The Court Jester of Bollywood
Naseeruddin Shah is the court jester of Bollywood, the nickname of Hindi Cinema, which, despite being derogatory (meaning senseless imitation), it embraced in vigour. The reason why everyone else comes only second to Shah in being a wise clown is that unlike most actors in the Hindi cinema world, Shah is not a fool whose meager intelligence is somewhat compensated by bulging biceps and synthetic six-packs. He is well-read and has lots of experience from toiling on the streets of India (not a spoilt brat, so to say). Despite being 65, he is a young man- not on account of his pairing with Vidhya Balan in many films, but because of his readiness to learn the niceties of acting and his willingness to adopt challenging roles and to adapt to any conditions.
Nasreeruddin Shah’s memoir And Then One Day is all about the son of a civil servant, born one year after independence, turning inured to stage and screen on account of his inborn distaste for schooling and disciplines. In order to slowly arrive at the realization that acting was his calling, Shah had to uproot himself from the cozy, promising surroundings of his home and to cling to a life of toils and hardships. Rebellion was his forte and choice, right from the time he starts smoking in school, from visiting brothels in his college days, to staging protests in the film school.
To be a clown in the Bollywood is merely the consequence of his being a rebel there. He has spared no stars in the industry. But his diatribes against Bachchans and Khans are not motivated by jealousy of their stardom. Shah was primarily a man of theatre. “Films take you captive, they feed you everything on plate, the legerdemain they create transports you into a state where you may as well be dreaming, but theatre takes you into a world where your imagination is stimulated, your judgment is unimpaired and thus your enjoyment heightened.” His distaste for technology-induced celebrity value stems out of his nose for the stuff and worth of his calling. Also, he brushes aside all those that stardom offers: awards, money and celebrity status. “I began to loathe all competitive awards, particularly those which are an excuse for the film industry to indulge in its annual orgy of mutual jerking off.”
But it is to be asked why such a wise critic of the seedy underworld of celebrity-staffed Hindi cinema has acted in many films, though not as many as Bachchans and Khans did (like as many good ones as they did)? Why can’t he escape from those terms and conditions in the industry which make gifted and talented artists into money-making buffoons? This is because of that vital quality of a court clown which we find terribly missing in Shah (at least in the course of 316 pages of his well-written memoir): the amazing potential of self-criticism. Everywhere we see him attacking others from that pedestal of high art and we realize, with him being unaware, that the pedestal stands on the slough of the very industry he attacks. There is such a holier-than-thou approach in his critique that he appears to be hypocritical and that his words are not taken seriously (of course their humour aside).
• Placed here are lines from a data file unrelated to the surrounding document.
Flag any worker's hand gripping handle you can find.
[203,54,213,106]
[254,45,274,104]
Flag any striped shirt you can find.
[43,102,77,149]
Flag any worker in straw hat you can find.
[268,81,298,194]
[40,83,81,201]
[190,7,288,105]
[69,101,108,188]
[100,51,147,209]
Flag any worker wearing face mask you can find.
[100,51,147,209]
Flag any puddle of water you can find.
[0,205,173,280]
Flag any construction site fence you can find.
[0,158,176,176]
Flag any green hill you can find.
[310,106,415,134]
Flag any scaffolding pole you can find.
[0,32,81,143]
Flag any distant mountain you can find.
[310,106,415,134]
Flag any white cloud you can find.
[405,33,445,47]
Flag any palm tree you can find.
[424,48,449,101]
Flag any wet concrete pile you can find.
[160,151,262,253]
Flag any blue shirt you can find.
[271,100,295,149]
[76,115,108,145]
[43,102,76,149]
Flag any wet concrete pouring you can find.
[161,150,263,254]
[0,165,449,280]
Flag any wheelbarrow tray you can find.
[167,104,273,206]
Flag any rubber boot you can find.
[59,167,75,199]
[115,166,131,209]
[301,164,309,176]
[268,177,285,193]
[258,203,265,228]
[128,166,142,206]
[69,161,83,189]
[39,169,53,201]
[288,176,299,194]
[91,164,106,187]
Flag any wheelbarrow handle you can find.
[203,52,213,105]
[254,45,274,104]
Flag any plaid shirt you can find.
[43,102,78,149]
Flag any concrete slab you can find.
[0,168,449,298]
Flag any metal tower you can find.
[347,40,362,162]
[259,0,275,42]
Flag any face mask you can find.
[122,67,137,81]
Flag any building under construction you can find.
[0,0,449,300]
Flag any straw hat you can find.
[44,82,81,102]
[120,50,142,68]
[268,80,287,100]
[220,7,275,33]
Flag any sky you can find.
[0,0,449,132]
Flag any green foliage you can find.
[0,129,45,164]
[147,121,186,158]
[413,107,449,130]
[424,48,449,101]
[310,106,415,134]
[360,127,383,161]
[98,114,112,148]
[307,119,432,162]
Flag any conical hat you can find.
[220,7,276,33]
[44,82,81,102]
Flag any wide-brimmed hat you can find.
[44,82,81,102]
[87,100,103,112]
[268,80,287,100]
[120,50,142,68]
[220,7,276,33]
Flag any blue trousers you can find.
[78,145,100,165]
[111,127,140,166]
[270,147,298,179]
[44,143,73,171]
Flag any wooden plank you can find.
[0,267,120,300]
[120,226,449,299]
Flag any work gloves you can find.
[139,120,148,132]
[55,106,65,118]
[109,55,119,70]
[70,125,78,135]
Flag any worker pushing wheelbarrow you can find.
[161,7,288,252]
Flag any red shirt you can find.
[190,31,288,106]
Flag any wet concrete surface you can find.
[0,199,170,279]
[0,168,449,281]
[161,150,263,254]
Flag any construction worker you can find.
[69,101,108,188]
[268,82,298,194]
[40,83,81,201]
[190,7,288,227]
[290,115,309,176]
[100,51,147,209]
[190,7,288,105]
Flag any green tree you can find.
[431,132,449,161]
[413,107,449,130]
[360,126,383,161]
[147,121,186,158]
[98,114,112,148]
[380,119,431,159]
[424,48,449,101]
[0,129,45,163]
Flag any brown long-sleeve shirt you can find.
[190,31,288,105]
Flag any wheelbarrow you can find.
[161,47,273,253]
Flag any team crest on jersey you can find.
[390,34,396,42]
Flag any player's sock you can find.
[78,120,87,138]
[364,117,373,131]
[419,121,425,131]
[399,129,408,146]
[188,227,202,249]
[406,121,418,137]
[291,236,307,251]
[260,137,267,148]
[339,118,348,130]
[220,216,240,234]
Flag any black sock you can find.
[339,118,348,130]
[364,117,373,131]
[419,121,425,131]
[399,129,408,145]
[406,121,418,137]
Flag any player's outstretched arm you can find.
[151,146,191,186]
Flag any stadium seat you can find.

However, there are many junctures in his life, as the memoir reveals, where he might as well be self-critical. According to this reviewer, the most crucial point is where Shah showers scorn on his ex-wife for being a fundamentalist Muslim without realizing his role in it. If a woman, whose husband does not visit her in the hospital where she is waiting for the delivery of their baby but visits, instead, brothels, prefers a fundamentalist as husband, she can’t be blamed. But self-criticism could have rendered Shah’s rebellion not only as more pungent but also as more effective.